Most of this applies to autosomal DNA. Mitochondrial DNA and the Y chromosome trace single lines. They persist or go extinct as whole lines. Autosomal DNA is a branching and pruning process.

The result is a random thinning of your family tree each generation. Paper ancestors accumulate. Biological ancestors are filtered down to a smaller, uneven subset dominated by repeated local ancestors.

This structure is shaped by history.

Before industrialisation, people lived and married locally. Villages, parishes, small towns. Mating pools were small. Pedigree collapse was rapid.

After industrialisation, cities, railways and labour mobility expanded mating pools. Recent generations draw from larger populations. Collapse is delayed in modern times.

Pre-1800 populations were much smaller. Projecting doubling ancestors into those populations hits saturation quickly. Post-1800 population growth expands the pool for recent generations but does not change the constraint in earlier centuries.

Mass migration and colonisation further expand recent mating pools in settler countries. Australia, the US, Canada and New Zealand pull recent ancestors from multiple continents. Collapse is reduced in the nineteenth and twentieth centuries. Trace each immigrant line back into its source region and collapse accelerates again.

The same period brings civil registration, censuses and bureaucratic record-keeping. Documentary depth increases at the same time biological and demographic horizons shift.

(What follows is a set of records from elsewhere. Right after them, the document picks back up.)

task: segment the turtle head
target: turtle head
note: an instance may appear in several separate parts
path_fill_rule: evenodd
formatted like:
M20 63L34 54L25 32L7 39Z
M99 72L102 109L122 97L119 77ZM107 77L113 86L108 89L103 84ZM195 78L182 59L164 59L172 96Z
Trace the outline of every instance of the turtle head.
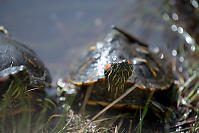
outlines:
M123 92L125 82L133 72L133 65L129 61L121 61L117 63L107 64L104 75L108 81L108 91L114 92L117 96L118 92Z

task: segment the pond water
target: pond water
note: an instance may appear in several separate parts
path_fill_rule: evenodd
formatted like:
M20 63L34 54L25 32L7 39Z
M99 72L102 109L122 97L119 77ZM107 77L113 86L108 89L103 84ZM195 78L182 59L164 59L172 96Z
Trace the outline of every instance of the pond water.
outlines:
M8 29L13 39L35 50L54 79L67 77L70 64L86 51L88 44L102 39L112 24L167 52L176 47L174 41L179 41L162 19L164 1L0 0L0 3L0 25Z

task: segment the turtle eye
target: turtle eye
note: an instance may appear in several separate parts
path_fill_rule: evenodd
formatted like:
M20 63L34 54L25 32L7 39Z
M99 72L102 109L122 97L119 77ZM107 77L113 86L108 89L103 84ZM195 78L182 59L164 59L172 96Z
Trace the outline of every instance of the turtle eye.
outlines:
M111 67L111 64L107 64L104 69L107 70L110 67Z

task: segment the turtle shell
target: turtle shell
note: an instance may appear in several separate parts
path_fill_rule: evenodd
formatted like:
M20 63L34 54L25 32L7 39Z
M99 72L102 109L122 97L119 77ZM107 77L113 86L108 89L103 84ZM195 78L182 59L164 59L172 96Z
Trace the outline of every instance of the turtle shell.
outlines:
M28 76L30 88L49 87L51 84L49 71L35 52L24 44L11 40L6 32L0 33L1 88L8 88L10 78L21 71Z
M134 70L127 83L136 83L140 89L150 91L164 90L171 85L171 69L164 65L164 60L150 52L145 43L117 27L104 41L91 47L81 63L74 66L71 82L88 85L104 80L106 65L123 60L130 62Z

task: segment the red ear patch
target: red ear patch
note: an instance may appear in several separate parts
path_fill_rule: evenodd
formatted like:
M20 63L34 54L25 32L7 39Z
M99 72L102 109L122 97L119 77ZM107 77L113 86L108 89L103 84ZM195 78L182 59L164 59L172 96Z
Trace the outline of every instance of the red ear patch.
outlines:
M107 70L108 68L110 68L111 67L111 64L107 64L106 66L105 66L105 70Z
M8 80L8 77L6 77L6 78L0 78L0 82L6 81L6 80Z

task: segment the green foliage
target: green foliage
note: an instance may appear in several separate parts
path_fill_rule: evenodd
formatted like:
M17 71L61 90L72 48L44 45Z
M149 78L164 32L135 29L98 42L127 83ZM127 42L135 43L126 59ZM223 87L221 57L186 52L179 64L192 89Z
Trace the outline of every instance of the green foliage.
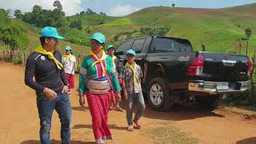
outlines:
M58 1L55 1L54 6L55 9L43 10L40 6L35 5L32 12L25 13L22 16L22 21L30 24L35 25L38 27L47 26L62 27L68 25L68 22L65 18L65 13L62 11L62 8Z
M58 0L54 1L54 6L55 7L55 9L58 10L59 11L62 10L62 6Z
M18 18L21 18L22 17L22 11L20 10L14 10L14 16Z
M28 44L25 30L14 26L4 11L0 12L0 41L10 46L11 51L25 49Z
M66 38L65 40L70 43L90 46L90 39L87 33L69 26L60 28L58 29L58 31L64 38Z
M130 26L133 22L130 18L120 18L104 24L104 26Z
M249 40L249 38L251 37L251 29L250 27L245 30L245 34L246 35L246 38Z
M157 35L157 36L166 36L169 32L170 27L168 26L161 26L158 28L146 27L141 28L141 33L144 35Z
M13 62L13 60L12 60L12 58L10 57L3 58L2 59L2 61L6 62Z
M78 30L82 30L82 20L78 18L77 21L72 21L70 26L71 28L76 28Z
M17 56L17 58L15 58L14 62L14 65L21 65L22 64L22 56L19 54Z
M86 14L96 14L96 12L94 12L91 9L88 8Z

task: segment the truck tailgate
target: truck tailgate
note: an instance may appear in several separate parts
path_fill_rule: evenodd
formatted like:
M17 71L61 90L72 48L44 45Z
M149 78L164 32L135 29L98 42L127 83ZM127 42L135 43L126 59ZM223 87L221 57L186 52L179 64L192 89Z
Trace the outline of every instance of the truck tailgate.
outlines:
M202 52L202 76L211 81L248 80L248 57L228 54Z

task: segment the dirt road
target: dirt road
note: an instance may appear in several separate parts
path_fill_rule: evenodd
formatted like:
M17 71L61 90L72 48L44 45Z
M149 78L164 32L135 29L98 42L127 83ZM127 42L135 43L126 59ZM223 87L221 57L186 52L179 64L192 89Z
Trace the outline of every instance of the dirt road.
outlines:
M39 118L35 94L24 84L24 68L0 62L0 144L39 143ZM75 82L77 86L78 78ZM70 94L72 143L93 143L88 107L79 106L76 94L75 91ZM256 121L246 120L225 108L214 112L186 106L176 106L168 112L157 112L147 108L141 122L142 129L134 132L126 130L125 112L110 111L109 117L114 140L106 141L106 143L171 143L171 140L156 138L166 137L159 136L162 134L161 131L152 134L148 130L162 123L166 127L174 126L189 138L198 139L199 143L256 143ZM53 143L60 142L59 130L59 120L54 112L51 128Z

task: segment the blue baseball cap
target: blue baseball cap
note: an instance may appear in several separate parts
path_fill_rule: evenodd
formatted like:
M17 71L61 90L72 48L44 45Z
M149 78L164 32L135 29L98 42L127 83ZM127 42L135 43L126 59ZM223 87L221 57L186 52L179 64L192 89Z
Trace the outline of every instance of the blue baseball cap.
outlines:
M100 43L105 43L106 37L102 33L94 33L90 39L94 39Z
M46 26L41 30L41 37L56 38L58 39L64 39L63 37L58 35L55 27Z
M126 55L129 54L133 54L134 56L136 56L136 52L131 49L126 51Z
M71 46L65 46L65 50L72 50L72 49L71 49Z
M110 45L110 46L106 46L106 50L110 49L110 48L114 49L114 46Z

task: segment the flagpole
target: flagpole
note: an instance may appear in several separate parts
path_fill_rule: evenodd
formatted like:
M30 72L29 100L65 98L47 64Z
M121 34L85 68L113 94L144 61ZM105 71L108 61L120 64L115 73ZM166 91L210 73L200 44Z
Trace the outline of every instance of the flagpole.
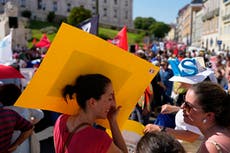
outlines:
M98 36L98 31L99 31L99 19L100 19L100 16L99 16L99 1L96 0L96 15L98 16L98 22L97 22L97 32L96 32L96 35Z

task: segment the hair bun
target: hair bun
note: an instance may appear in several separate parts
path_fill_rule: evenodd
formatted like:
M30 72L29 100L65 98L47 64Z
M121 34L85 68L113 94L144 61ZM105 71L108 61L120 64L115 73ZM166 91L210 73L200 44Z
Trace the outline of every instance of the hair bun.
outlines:
M66 85L63 89L62 96L66 100L66 96L69 95L69 98L72 99L72 95L74 94L74 87L72 85Z

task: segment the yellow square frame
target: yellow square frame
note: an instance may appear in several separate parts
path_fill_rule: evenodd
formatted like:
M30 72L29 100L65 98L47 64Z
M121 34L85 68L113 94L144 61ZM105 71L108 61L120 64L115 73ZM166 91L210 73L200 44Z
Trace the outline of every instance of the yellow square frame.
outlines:
M118 122L129 117L137 100L159 67L78 28L62 23L43 62L16 102L16 106L75 114L76 101L65 102L61 90L81 74L100 73L112 80ZM98 121L108 127L106 121Z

What looks like a tidy abstract rule is a historical artefact.

Modernity stretches recent genealogy outward through mixing and records.
Pre-modern society compresses deep genealogy inward through small mating pools and sparse documentation.

That is why the early modern period is a cliff edge for many family trees. It is not mystical. It is industrialisation, demography and bureaucracy reshaping reproduction and record-keeping at the same time.